“For they (our earthly fathers) disciplined us for a short time as seemed best to them, but He disciplines us for our good, so that we may share His holiness.…”
Over decades of Christian living and church-going we’ve listened to and read dozens of messages on Mother’s Day and Father’s Day. For the most part, sermons on Mother’s Day have tended to be flowery and full of praise for those who rise to the extremely challenging task of mothering. There’s usually a couple of shining examples (Susanna Wesley often being one), and some from contemporary times.
The sermons towards fathers have often been a bit (and sometimes extremely) towards the critical side. They’ve been more focused on the methods to become a good father than to praise successful fatherhood. And that’s generally appropriate and needed, at least to some extent. The Bible does not have a lot of good examples of successful fatherhood. Samuel and Eli, the last two judges of Israel, both had sons that strayed away from their father’s righteous ways, and the Bible clearly pins blame on Eli for contributing to his sons’ evil actions.
However, fathers in our day and age have more challenges presented by current culture than many fathers have had in the past. Philosophies of parenting and gender roles in the twenty-first century have put enormous pressures on Christian parents; many Biblically derived methods of child raising and discipline are considered by the secular child raising “experts” to be abusive. And some of those methods have indeed been abused in their misapplication, but the Bible, in its intended guidance, balanced in the whole of the Book, is never wrong.
Biblical instruction is more valuable than ever in our humanistic, hedonistic, relativistic culture. Just a fraction of Christian bible college students have a Biblical worldview; many have not even considered what defines a worldview. (Everyone has a worldview, whether or not they know what it is.) And God intends that His instruction and discipline will enable us to share His holiness, and His Worldview.
Here in the tenth verse Paul is contrasting our discipline as fathers with the discipline of our heavenly Father. We earthly fathers disciplined “as seemed best.” Being fallen creatures, steeped in sin, fathers (and mothers) at their best are going to fail in some aspect of parenting. Paul implies that our Father God, however, has the capacity to even take that inadequate parenting and discipline and use it for our good, since he says “all things work together for good” for those called by Christ.

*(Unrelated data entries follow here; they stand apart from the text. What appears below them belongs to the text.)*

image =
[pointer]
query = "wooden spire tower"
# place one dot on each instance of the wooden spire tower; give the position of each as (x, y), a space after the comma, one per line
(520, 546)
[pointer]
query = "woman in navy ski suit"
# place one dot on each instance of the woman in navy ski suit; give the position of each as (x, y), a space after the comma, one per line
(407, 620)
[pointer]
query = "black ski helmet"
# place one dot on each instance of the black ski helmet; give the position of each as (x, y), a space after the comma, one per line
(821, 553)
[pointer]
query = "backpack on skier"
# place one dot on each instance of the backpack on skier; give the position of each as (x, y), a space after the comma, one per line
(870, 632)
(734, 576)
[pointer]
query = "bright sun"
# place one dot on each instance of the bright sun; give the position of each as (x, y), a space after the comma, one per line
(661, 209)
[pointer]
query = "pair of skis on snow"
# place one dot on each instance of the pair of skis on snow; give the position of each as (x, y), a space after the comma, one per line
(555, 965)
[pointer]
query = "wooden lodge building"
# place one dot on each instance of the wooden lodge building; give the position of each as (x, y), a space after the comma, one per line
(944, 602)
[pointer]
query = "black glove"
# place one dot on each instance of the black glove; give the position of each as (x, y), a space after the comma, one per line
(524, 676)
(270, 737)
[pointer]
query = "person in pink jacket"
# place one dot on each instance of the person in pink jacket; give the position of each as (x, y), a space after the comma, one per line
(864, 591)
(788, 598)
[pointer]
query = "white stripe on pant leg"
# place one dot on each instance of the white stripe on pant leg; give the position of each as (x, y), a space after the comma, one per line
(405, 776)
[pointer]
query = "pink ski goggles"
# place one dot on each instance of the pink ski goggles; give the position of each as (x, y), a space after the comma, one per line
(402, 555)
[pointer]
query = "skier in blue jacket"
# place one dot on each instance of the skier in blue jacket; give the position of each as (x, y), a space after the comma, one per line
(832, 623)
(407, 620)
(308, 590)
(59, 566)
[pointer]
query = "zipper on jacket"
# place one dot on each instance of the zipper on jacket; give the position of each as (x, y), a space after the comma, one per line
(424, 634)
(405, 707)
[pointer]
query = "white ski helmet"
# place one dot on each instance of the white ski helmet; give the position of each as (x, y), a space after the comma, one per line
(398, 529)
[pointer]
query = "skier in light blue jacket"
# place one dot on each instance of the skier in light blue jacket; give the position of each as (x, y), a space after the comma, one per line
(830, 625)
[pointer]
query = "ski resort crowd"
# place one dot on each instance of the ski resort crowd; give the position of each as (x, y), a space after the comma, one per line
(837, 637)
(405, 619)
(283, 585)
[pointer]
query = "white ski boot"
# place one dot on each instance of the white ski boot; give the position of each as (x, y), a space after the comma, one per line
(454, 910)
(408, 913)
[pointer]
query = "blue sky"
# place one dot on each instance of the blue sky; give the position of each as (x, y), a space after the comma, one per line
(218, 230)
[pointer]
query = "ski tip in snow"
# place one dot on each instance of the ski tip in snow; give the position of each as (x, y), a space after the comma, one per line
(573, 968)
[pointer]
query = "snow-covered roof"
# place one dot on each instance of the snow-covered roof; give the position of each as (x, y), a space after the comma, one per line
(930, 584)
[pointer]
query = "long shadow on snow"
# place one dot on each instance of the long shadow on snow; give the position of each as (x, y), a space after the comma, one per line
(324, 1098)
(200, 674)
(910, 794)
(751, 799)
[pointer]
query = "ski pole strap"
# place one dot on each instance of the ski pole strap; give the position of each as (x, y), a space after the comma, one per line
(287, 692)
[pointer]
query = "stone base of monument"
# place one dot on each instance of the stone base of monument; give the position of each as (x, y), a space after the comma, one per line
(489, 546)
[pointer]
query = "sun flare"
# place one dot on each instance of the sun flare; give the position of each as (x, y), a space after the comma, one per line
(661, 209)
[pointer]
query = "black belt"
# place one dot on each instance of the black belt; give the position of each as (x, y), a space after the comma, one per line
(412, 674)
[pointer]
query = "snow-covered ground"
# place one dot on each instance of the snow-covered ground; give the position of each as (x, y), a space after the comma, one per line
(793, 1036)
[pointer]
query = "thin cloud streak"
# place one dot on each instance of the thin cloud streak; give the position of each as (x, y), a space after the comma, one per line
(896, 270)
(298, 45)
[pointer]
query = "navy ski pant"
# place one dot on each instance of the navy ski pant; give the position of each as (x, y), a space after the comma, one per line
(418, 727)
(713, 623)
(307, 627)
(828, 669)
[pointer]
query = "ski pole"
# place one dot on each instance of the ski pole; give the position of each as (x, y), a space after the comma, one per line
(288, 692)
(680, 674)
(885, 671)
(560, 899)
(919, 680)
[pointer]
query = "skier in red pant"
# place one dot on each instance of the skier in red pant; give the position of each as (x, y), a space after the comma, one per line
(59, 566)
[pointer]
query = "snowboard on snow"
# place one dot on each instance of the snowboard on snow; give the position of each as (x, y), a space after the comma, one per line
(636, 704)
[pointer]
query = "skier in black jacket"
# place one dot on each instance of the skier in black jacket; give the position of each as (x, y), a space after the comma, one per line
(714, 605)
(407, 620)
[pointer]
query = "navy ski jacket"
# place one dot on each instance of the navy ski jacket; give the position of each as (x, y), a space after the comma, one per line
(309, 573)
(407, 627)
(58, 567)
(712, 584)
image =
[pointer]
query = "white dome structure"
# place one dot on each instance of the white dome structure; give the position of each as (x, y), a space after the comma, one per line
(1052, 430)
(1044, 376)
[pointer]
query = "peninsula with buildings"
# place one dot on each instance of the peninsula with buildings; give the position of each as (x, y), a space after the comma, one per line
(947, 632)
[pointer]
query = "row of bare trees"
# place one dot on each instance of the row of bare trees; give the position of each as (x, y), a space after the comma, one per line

“Our best” of our efforts as parents is only a faint reflection of God’s ability to wisely arrange circumstances in lives to induce holiness. We can guarantee our share of failures, but we can trust that we are “shown mercy because [we] acted ignorantly…”
Spurgeon says it this way, regarding God’s testing: “See, then, the happy fortune of a Christian! He has his best things last, and he therefore in this world receives his worst things first. But even his worst things are afterward, good things, with harsh tilling yielding joyful harvests. Even now he grows rich by his losses, he rises by his falls, he lives by dying, and becomes full by being emptied; if, then, his serious afflictions yield him so much peaceable fruit in this life, what shall be the full vintage of joy afterwards in heaven? If his dark nights are as bright as the world’s days, what shall his days be? If even his starlight is more splendid than the sun, what must his sunlight be? If he can sing in a dungeon, how melodiously will he sing in heaven! If he can praise the Lord in the fires, how much more will he exalt him before the eternal throne!”